In statement for the Catholic Church’s “Respect Life Month,” Cardinal Daniel DiNardo released a statement saying that the U.S. Department of Health and Human Services is exhibiting antagonism toward religion and has displayed a “distorted view of sexuality.”
DiNardo, who is the chairman of the U.S. Conference of Catholic Bishops’ Committee on Pro-Life Activities, has taken issue with a decision by Health and Human Services to include birth control in a list of preventive care services.
Even though the department included a religious exemption in the decision, the Bishops’ feel it is “too limited.” The group recently released a 35-page comment claiming that the decision violates the First Amendment’s religion clause, and they requested that the mandate be rescinded “in its entirety.”
In his comment (.pdf) released yesterday, DiNardo criticized Health and Human Services and also went after birth control and contraception:
The same forces, aided by advertising and entertainment media, promote a selfish and demeaning view of human sexuality, by extolling the alleged good of sexual activity without love or commitment. This view of sex as “free” of commitment or consequences has no place for openness to new life. Hence contraceptives are promoted even to young teens as though they were essential to women’s well-being, and abortion defended as the “necessary” back-up plan when contraceptives fail. And fail they do. Studies report that most women seeking abortions were using contraception in the month they became pregnant. Again and again, studies show that increasing access to contraception fails to reduce rates of unplanned pregnancies and abortions.
Both these trends—a distorted view of sexuality and a disdain for the role of religion—are exhibited by the Department of Health and Human Services’ recent decision on the “preventive services” to be mandated in virtually all private health plans under the new health care law. The Department ruled that such mandated services will include surgical sterilization and all FDA-approved contraceptive drugs and devices—including the abortifacient drug “Ella,” a close analogue to the abortion pill RU-486.
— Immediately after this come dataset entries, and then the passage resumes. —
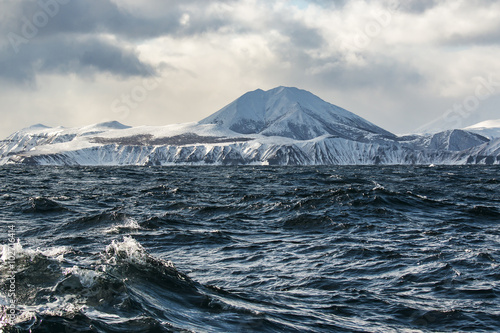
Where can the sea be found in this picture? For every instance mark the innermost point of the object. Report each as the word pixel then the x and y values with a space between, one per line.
pixel 250 249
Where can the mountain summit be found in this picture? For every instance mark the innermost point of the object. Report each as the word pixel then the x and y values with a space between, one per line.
pixel 292 113
pixel 281 126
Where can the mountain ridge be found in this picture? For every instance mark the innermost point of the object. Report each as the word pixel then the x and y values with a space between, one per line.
pixel 281 126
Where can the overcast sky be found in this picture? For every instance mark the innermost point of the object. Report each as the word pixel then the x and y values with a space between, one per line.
pixel 154 62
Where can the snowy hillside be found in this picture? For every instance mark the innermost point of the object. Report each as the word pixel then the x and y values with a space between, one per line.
pixel 291 113
pixel 282 126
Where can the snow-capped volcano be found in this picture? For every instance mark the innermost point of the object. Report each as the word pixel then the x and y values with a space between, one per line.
pixel 282 126
pixel 489 128
pixel 291 113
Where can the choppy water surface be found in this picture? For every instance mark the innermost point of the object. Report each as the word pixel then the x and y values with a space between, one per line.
pixel 252 249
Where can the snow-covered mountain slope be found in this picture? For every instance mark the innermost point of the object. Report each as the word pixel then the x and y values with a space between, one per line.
pixel 281 127
pixel 291 113
pixel 489 128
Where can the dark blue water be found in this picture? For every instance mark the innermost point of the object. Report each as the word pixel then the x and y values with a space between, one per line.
pixel 251 249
The decision is wrong on many levels. Preventive services are aimed at preventing diseases (e.g., by vaccinations) or detecting them early to aid prompt treatment (e.g., screening for diabetes or cancer). But pregnancy is not a disease. It is the normal, healthy state by which each of us came into the world. Far from preventing disease, contraceptives can have serious health consequences of their own, for example, increasing the risk of acquiring a sexually transmitted disease, such as AIDS, increasing the risk of breast cancer from excess estrogen, and of blood clots that can lead to stroke from synthetic progestin. Mandating such coverage shows neither respect for women’s health or freedom, nor respect for the consciences of those who do not want to take part in such problematic initiatives.
The “religious employer” exemption offered by the Department is so extremely narrow that it protects almost no one. Catholic institutions providing health care and other services to the needy could be forced to fire their non-Catholic employees and cease serving the poor and vulnerable of other faiths—or stop providing health coverage at all. It has been said that Jesus himself, or the Good Samaritan of his famous parable, would not qualify as “religious enough” for the exemption, since they insisted on helping people who did not share their view of God.
The decision to include contraception in a list of preventive care forces insurance companies to cover birth control without requiring co-pays. For many women, steep co-pays have deterred them from purchasing family planning services.
Jon O’Brien, the president of Catholics for Choice, has previously pointed out that the majority of Catholic women have not been convinced by the Church’s hard line on birth control.
“What’s really going on,” O’Brien said, “is that they have failed to convince Catholics in their own churches. So, [the Bishops] have to go through political lobbying to stop Catholics from using contraception.”
Polling found that 66 percent of Americans agree with the federal government’s recent decision to include birth control in its list of preventive services. Furthermore, according to research conducted by the Guttmacher Institute, about “98 percent of sexually active Catholic women have used contraceptive methods banned by the church.”